CompBioCluster/ClusterAdministration

This page describes configuration to the ROCKS OS used in the cluster and how to perform certain cluster administration tasks.

ROCKS guides

The ROCKS user guide can be found at [WWW] http://www.rocksclusters.org/roll-documentation/base/5.5/. There are also guides for various add on packages (known as "rolls") at [WWW] http://www.rocksclusters.org/roll-documentation/; however, these tend not to be very well documented.

Adding OS packages

ROCKS only installs a limited number of OS packages by default. In order to be able to install other packages, we downloaded all the OS rolls from 3 to 9 from the [WWW] rocks website. We then added the extra packages to the repository

# rocks add rolls os-6.0-0.x86_64.disk*.iso
# cd /export/rocks/install/
# rocks create distro

This added the extra OS packages to the internal repository. In order to install packages on the head and compute nodes, we

# cd /export/rocks/install/site-profiles/6.0/nodes
# cp skeleton.xml extend-compute.xml

and then edit extend-compute.xml to include package statements with the packages wanted. We then run

# cd /export/rocks/install/
# rocks create distro

To install the new packages on a node, we need to reboot it with a PXE install. We can do this by

ssh compute-0-0 /boot/kickstart/cluster-kickstart

where compute-0-0 is the node we want to reinstall. In order to install on the head node, we simply

yum install <package>

PXE booting change

There is an issue with the Intel servers, in that if they try and PXE boot and they are then told by the server to boot from the hard drive, they will hang. To fix this, the actions at [WWW] https://lists.sdsc.edu/pipermail/npaci-rocks-discussion/2012-May/058011.html were used, i.e.

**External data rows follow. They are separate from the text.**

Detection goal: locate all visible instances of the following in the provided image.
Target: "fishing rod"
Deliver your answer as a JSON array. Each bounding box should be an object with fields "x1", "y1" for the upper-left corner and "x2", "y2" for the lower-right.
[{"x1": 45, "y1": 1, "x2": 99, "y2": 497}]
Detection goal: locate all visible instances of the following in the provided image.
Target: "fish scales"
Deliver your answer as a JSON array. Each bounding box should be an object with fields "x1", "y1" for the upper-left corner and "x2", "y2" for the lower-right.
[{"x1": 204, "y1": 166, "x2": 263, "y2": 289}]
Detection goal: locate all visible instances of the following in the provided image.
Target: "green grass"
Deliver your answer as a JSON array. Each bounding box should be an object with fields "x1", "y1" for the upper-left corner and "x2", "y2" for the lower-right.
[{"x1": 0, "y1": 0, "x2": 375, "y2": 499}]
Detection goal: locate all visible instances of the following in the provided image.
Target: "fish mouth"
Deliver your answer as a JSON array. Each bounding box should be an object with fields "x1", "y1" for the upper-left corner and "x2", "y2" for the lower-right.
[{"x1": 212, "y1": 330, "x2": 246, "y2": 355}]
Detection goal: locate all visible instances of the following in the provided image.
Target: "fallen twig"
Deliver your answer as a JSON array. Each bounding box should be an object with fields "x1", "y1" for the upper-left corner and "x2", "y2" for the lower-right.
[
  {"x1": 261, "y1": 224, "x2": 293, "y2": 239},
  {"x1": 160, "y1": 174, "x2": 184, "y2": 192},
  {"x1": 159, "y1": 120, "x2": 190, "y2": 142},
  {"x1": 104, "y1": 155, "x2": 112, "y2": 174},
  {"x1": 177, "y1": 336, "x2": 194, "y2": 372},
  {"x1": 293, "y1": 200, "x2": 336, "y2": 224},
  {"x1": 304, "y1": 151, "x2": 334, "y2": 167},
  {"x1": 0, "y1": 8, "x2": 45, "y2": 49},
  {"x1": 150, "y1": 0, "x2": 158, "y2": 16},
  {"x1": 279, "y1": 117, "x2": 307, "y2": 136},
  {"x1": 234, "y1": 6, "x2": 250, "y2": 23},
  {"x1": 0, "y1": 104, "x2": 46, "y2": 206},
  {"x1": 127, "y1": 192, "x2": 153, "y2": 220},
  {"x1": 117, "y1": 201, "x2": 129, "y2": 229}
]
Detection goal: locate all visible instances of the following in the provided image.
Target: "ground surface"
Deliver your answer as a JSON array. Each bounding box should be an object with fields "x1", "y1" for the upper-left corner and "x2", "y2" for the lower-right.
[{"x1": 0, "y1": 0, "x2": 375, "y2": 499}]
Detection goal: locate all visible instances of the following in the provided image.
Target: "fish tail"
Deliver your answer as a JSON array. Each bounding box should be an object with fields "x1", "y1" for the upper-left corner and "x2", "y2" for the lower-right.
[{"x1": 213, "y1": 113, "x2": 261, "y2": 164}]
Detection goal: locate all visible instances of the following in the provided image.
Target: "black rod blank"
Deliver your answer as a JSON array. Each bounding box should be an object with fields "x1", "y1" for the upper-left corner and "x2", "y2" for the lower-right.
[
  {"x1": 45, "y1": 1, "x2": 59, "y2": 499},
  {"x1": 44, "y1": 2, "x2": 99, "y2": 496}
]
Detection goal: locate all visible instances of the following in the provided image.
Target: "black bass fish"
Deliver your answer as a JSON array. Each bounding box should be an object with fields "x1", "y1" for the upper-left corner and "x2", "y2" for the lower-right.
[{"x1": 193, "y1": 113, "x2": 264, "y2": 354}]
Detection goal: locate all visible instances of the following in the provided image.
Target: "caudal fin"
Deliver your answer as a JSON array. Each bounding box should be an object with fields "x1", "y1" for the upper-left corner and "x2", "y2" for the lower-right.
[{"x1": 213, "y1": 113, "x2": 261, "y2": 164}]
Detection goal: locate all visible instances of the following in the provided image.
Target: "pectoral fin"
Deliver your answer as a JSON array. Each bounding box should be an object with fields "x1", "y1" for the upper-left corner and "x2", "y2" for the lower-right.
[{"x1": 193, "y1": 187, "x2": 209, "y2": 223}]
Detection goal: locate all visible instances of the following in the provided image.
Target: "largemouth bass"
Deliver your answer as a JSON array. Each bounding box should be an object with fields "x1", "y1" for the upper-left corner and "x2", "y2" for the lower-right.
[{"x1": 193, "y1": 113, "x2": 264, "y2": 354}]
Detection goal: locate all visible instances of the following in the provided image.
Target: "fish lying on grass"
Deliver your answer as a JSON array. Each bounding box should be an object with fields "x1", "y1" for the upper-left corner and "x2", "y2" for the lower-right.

# cp /usr/share/syslinux/chain.c32 /tftpboot/pxelinux/
# rocks add bootaction action=os args="hd0" kernel="com32 chain.c32"

Adding users

Adding users is done using by running adduser or useradd on the head node as usual. However, these users then need to be replicated to each of the compute nodes. This is done by

# rocks sync users

Monitoring the cluster

A [WWW] Ganglia daemon is running on the cluster, which monitors each of the nodes. The cluster is set up to not allow incoming requests on port 80, but if you forward your X over ssh, you can run a browser on the head node and point it at localhost to view the Ganglia output.